デスノート the Last name : 映画評論・批評
2006年10月31日更新
2006年11月3日より丸の内プラゼールほかにてロードショー
随所に見える原作を超えた“遊び心”が楽しい
前篇同様、映像的な斬新さや、実力の藤原竜也VS新鋭・松山ケンイチという主演以外のキャストは面白味に欠ける。しかし前篇に引き続き、原作をコンパクトに、かつ原作の面白さをいかしつつ巧みにアレンジされた脚本はGOOD。何より今回は、前篇の大ヒットがスタッフ・キャストに良い意味での緊張感と余裕を与えたようで、随所に見える原作を超えた”遊び心”が楽しい。
その代表が松山演じるL。キラに顔がバレたらマズイと、ひょっとこお面をかぶって出現する人を小馬鹿にした態度。Lの主食とも言えるお菓子に、今回は和菓子をチョイス。真剣に捜査しているようで、どうでも良いところにこだわりを見せているナメた態度がLの“イヤな奴”度を増長していてイイ感じ。そして原作とは一味違う、映画版ならではの結末も、納得いくオチだった。

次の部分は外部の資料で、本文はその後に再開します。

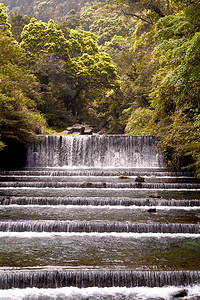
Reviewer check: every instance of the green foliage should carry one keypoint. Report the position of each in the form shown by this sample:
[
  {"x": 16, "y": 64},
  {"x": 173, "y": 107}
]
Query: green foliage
[
  {"x": 19, "y": 120},
  {"x": 4, "y": 25},
  {"x": 176, "y": 93},
  {"x": 140, "y": 122},
  {"x": 73, "y": 74},
  {"x": 40, "y": 38},
  {"x": 18, "y": 21}
]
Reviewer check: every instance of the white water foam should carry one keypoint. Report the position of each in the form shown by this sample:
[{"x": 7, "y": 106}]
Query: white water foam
[
  {"x": 27, "y": 234},
  {"x": 94, "y": 293},
  {"x": 99, "y": 207}
]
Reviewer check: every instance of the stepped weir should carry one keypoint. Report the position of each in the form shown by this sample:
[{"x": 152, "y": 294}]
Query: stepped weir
[{"x": 98, "y": 217}]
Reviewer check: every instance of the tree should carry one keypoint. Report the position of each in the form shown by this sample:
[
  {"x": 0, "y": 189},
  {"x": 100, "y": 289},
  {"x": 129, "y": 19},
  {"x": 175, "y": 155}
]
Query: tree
[
  {"x": 19, "y": 120},
  {"x": 83, "y": 74},
  {"x": 17, "y": 22}
]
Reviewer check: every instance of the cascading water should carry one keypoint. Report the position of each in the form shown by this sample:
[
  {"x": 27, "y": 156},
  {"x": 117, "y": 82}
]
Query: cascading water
[
  {"x": 94, "y": 151},
  {"x": 76, "y": 223}
]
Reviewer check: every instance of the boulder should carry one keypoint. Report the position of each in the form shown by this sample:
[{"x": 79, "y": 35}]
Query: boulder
[
  {"x": 88, "y": 129},
  {"x": 139, "y": 179},
  {"x": 154, "y": 195},
  {"x": 79, "y": 129},
  {"x": 151, "y": 210},
  {"x": 123, "y": 177},
  {"x": 76, "y": 128}
]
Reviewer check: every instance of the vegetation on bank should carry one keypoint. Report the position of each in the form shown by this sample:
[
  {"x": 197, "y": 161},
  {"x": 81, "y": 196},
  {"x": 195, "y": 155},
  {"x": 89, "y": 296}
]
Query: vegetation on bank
[{"x": 121, "y": 66}]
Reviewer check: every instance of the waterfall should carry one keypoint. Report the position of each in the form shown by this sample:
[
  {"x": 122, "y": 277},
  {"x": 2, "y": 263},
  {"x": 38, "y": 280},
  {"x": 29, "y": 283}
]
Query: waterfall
[
  {"x": 83, "y": 279},
  {"x": 99, "y": 227},
  {"x": 98, "y": 201},
  {"x": 94, "y": 151},
  {"x": 77, "y": 217}
]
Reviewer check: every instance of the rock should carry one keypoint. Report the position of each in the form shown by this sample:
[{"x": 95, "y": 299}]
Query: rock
[
  {"x": 79, "y": 129},
  {"x": 154, "y": 195},
  {"x": 123, "y": 177},
  {"x": 88, "y": 129},
  {"x": 151, "y": 210},
  {"x": 76, "y": 128},
  {"x": 193, "y": 298},
  {"x": 180, "y": 294},
  {"x": 139, "y": 179}
]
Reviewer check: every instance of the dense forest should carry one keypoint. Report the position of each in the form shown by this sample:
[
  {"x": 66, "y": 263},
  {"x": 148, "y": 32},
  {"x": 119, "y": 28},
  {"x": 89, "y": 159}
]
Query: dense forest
[{"x": 122, "y": 66}]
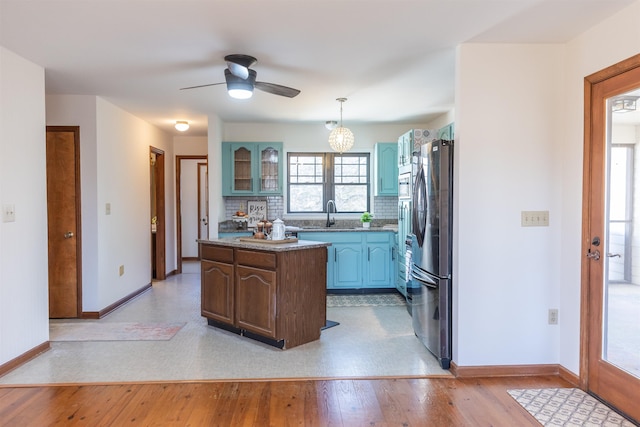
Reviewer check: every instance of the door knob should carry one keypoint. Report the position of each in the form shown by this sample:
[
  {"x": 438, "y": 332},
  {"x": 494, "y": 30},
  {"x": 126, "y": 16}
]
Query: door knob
[{"x": 594, "y": 255}]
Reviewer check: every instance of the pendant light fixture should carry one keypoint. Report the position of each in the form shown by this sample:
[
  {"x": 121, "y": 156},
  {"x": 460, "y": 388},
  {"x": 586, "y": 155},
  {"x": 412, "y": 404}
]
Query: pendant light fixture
[{"x": 341, "y": 139}]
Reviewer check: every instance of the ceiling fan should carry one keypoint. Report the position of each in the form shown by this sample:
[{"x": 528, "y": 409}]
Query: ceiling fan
[{"x": 241, "y": 80}]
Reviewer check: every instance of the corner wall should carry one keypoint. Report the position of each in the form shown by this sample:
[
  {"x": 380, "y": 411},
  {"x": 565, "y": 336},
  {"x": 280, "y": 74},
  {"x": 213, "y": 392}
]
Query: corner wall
[
  {"x": 24, "y": 307},
  {"x": 506, "y": 276}
]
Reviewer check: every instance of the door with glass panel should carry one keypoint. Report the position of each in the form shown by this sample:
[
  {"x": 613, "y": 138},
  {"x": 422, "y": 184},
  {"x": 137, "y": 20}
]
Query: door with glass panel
[{"x": 611, "y": 238}]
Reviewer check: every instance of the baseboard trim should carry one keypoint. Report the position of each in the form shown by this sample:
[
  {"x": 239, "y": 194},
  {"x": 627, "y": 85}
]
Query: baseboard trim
[
  {"x": 505, "y": 370},
  {"x": 569, "y": 376},
  {"x": 24, "y": 358},
  {"x": 100, "y": 314}
]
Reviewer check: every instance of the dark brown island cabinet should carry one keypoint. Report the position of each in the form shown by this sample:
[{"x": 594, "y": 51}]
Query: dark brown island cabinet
[{"x": 274, "y": 293}]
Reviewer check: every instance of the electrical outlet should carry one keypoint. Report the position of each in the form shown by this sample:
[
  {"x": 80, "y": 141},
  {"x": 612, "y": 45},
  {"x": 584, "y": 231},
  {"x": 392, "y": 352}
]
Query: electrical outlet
[{"x": 534, "y": 218}]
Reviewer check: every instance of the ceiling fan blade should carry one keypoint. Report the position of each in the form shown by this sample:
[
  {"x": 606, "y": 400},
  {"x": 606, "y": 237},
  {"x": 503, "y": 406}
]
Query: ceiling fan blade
[
  {"x": 195, "y": 87},
  {"x": 239, "y": 64},
  {"x": 275, "y": 89}
]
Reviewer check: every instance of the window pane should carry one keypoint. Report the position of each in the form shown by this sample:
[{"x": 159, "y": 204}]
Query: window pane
[
  {"x": 305, "y": 198},
  {"x": 351, "y": 198}
]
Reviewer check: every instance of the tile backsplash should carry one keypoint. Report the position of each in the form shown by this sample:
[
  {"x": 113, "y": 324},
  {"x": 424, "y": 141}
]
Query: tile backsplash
[{"x": 385, "y": 209}]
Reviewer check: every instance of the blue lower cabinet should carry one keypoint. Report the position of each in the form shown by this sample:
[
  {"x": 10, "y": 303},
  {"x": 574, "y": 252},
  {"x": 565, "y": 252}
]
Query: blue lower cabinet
[
  {"x": 347, "y": 257},
  {"x": 357, "y": 260}
]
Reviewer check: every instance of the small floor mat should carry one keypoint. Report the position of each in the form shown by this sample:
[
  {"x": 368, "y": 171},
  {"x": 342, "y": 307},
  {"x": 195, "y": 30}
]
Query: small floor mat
[
  {"x": 112, "y": 331},
  {"x": 567, "y": 407},
  {"x": 365, "y": 300},
  {"x": 329, "y": 324}
]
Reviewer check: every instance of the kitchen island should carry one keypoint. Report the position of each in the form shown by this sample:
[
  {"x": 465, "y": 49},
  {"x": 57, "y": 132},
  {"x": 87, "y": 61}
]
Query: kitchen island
[{"x": 271, "y": 292}]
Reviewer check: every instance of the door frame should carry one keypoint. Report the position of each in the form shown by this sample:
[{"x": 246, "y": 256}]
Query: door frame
[
  {"x": 593, "y": 170},
  {"x": 161, "y": 230},
  {"x": 78, "y": 210},
  {"x": 179, "y": 205}
]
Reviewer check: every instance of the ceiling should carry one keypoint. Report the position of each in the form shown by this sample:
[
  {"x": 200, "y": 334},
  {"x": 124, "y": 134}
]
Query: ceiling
[{"x": 393, "y": 59}]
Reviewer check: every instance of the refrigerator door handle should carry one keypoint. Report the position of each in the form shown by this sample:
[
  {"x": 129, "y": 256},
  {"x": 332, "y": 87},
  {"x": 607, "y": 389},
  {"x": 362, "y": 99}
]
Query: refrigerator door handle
[{"x": 423, "y": 279}]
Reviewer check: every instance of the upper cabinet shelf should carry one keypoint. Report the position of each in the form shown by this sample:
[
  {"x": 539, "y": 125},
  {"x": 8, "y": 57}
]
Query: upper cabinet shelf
[{"x": 252, "y": 168}]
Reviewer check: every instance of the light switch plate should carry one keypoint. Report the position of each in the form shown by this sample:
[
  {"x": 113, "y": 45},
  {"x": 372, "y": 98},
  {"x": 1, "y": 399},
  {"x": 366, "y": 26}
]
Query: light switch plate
[
  {"x": 8, "y": 213},
  {"x": 535, "y": 218}
]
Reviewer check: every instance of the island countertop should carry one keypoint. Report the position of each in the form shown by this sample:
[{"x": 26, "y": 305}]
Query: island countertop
[{"x": 235, "y": 242}]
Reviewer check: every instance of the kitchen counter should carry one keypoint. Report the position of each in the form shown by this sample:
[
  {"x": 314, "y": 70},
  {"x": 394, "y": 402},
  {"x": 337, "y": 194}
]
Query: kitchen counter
[
  {"x": 235, "y": 242},
  {"x": 392, "y": 229},
  {"x": 274, "y": 293}
]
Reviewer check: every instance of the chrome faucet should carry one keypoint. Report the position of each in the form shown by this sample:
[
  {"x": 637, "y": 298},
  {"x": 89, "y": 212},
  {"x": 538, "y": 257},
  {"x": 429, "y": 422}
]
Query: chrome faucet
[{"x": 331, "y": 222}]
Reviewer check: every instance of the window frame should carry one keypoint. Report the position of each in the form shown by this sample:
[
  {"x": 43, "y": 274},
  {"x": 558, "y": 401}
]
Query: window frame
[{"x": 328, "y": 182}]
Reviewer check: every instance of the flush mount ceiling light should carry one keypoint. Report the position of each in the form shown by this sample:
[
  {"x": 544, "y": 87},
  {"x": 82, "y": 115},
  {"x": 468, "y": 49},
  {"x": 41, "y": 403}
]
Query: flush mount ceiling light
[
  {"x": 182, "y": 126},
  {"x": 624, "y": 104},
  {"x": 341, "y": 139}
]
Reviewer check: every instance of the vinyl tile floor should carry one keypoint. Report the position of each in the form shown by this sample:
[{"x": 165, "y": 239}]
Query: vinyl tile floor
[{"x": 368, "y": 342}]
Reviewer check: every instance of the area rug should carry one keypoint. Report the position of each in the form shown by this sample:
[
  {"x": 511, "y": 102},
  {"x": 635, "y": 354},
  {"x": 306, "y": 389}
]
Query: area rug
[
  {"x": 567, "y": 407},
  {"x": 329, "y": 324},
  {"x": 365, "y": 300},
  {"x": 112, "y": 331}
]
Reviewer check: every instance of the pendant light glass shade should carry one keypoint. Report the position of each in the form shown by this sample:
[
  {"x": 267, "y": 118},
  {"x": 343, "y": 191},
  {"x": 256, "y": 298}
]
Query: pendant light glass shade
[{"x": 341, "y": 139}]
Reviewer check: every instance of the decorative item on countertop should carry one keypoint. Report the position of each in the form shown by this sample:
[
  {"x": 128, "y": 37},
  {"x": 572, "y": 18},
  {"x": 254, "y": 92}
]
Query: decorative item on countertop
[
  {"x": 366, "y": 219},
  {"x": 278, "y": 230},
  {"x": 259, "y": 234}
]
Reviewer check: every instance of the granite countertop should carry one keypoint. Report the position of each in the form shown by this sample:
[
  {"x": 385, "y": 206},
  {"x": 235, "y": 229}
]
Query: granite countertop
[
  {"x": 392, "y": 229},
  {"x": 235, "y": 242}
]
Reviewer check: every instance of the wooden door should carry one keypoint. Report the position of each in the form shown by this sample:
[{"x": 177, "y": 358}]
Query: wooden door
[
  {"x": 157, "y": 221},
  {"x": 610, "y": 360},
  {"x": 63, "y": 216}
]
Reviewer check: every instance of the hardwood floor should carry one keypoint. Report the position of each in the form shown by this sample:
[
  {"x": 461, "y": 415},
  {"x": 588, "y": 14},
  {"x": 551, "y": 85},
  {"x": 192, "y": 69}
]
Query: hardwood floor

もっとも筆者が一番感動したのは、エンディングロールの「In Memory of Hiroshi Takase」の文字。前篇の撮影を担当した高瀬比呂志さんの死を巡っては、高瀬さんの業績を讃える記事よりも、興味本位に「デスノートの呪い」として取りあげられていたことが哀しかった。それだけに、この一文には胸が熱くなった。